Sunday, June 22, 2014

One Zero Six: Corporeality

Being a gentleman of a certain age means being aware (and sometimes being all-too-aware) of time and decay. It means being someone who does hear the phrase bare, ruin'd choirs in his head like the calls of the Wild Hunt growing closer and closer.  There's no way around that. You're aware of time and age and decay.

Bare, ruin'd choirs---  I've seen annotations and explanations that say it really only means losing one's hair,  Shakespeare's own fear of his own encroaching baldness. But we all know what it means, don't we? The image of abandoned buildings in a wintery landscape, the image of silenced voices. It's often taken to be about impotence, of course,  about the failures time imposes. I can understand those things. Though I think that there's something more here.

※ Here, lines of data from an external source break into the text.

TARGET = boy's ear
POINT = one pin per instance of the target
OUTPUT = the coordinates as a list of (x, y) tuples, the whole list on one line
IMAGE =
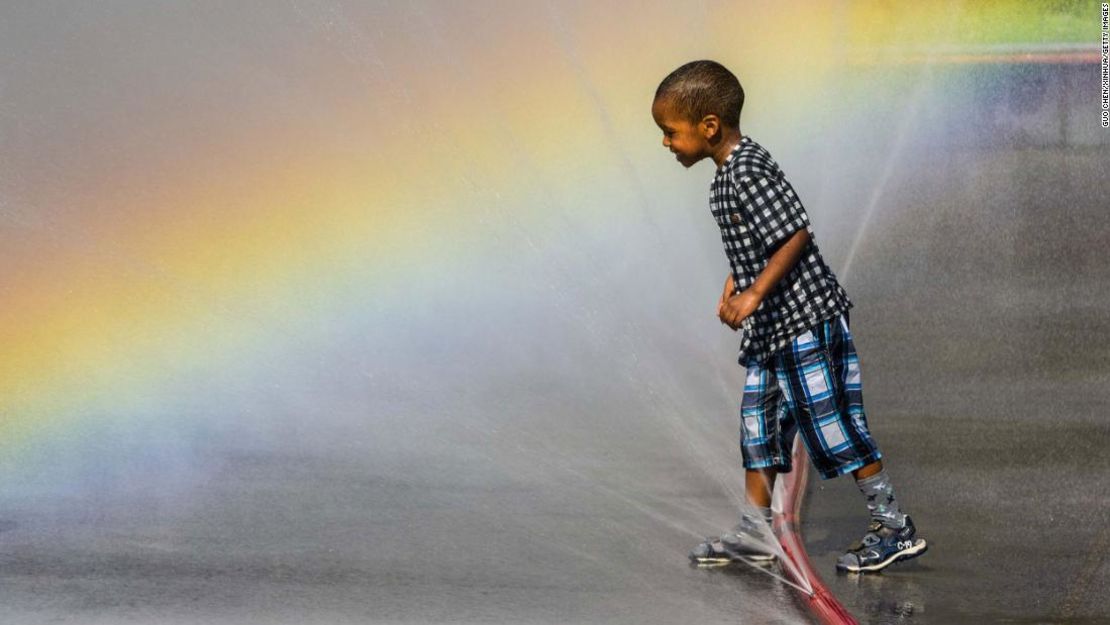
[(710, 125)]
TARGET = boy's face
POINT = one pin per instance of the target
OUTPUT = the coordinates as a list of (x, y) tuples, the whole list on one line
[(687, 141)]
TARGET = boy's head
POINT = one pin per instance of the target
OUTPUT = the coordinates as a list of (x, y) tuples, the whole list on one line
[(695, 106)]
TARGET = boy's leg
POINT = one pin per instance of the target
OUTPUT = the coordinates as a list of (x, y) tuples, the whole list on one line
[(759, 484), (823, 374), (765, 420)]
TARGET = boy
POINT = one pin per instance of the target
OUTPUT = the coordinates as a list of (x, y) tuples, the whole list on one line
[(803, 372)]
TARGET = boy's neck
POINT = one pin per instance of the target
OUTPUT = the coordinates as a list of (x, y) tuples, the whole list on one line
[(728, 140)]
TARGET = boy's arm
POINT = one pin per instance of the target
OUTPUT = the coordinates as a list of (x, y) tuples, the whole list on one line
[(744, 303)]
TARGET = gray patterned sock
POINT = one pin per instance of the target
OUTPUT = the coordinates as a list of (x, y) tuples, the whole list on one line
[(880, 500), (766, 514)]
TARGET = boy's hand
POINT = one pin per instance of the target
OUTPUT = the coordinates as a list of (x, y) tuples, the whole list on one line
[(738, 308), (729, 286)]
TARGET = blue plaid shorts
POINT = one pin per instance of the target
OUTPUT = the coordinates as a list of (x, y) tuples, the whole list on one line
[(813, 385)]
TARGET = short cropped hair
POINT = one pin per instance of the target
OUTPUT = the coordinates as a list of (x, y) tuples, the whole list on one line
[(703, 88)]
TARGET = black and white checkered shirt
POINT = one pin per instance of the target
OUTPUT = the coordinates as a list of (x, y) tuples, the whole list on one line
[(757, 210)]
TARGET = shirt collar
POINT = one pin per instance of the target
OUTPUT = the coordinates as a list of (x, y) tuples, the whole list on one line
[(744, 141)]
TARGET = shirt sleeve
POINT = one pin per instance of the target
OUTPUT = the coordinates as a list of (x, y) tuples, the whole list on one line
[(774, 210)]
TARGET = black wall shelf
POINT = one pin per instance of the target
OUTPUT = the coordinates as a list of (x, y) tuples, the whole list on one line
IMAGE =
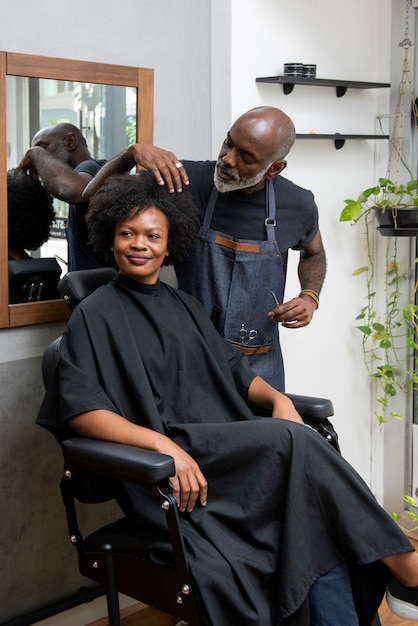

Baldness and impotence are taken as the two key male fears once you reach a certain age. I won't try to pinpoint the number. It's a moving target after all. The best one could do is say that it's a number higher than the age where the arbitrary social rules no longer allow you to dance at clubs. Those two things, though, aren't the worst fears that age brings.

There are deeper fears, and ones that will paralyze you more than the fear of impotence or of going bald. After all, the Blue Pill exists, and current fashion allows men to shave their heads.  The body's decay leads to things that far more terrifying.

I'm not talking just about the unsightliness that age brings. Flesh itself is a failure, and all the inner ills the body is heir to. Decay isn't just about looks or less frequent erections. Everything inside the body decays as well, and none of those things can be discussed or seen or acknowledged.  The risks of that are too great, the social penalties too devastating. There are things that one could never risk having happen around a sexual partner, things too humiliating and degrading ever to be forgotten.

It's always a risk,  revealing the body, trusting the body. And the risk of having the body fail in ways that evoke disgust is just too great. Flesh is and always has been a failure, something that makes any kind of sex a risk for seeing revulsion or disgust in a lover's eyes.

One has to just accept it. The body itself cannot be trusted, and being embodied, being inside flesh, is a clear avenue to being mocked or treated with derision. Flesh is a failure. We need to know this.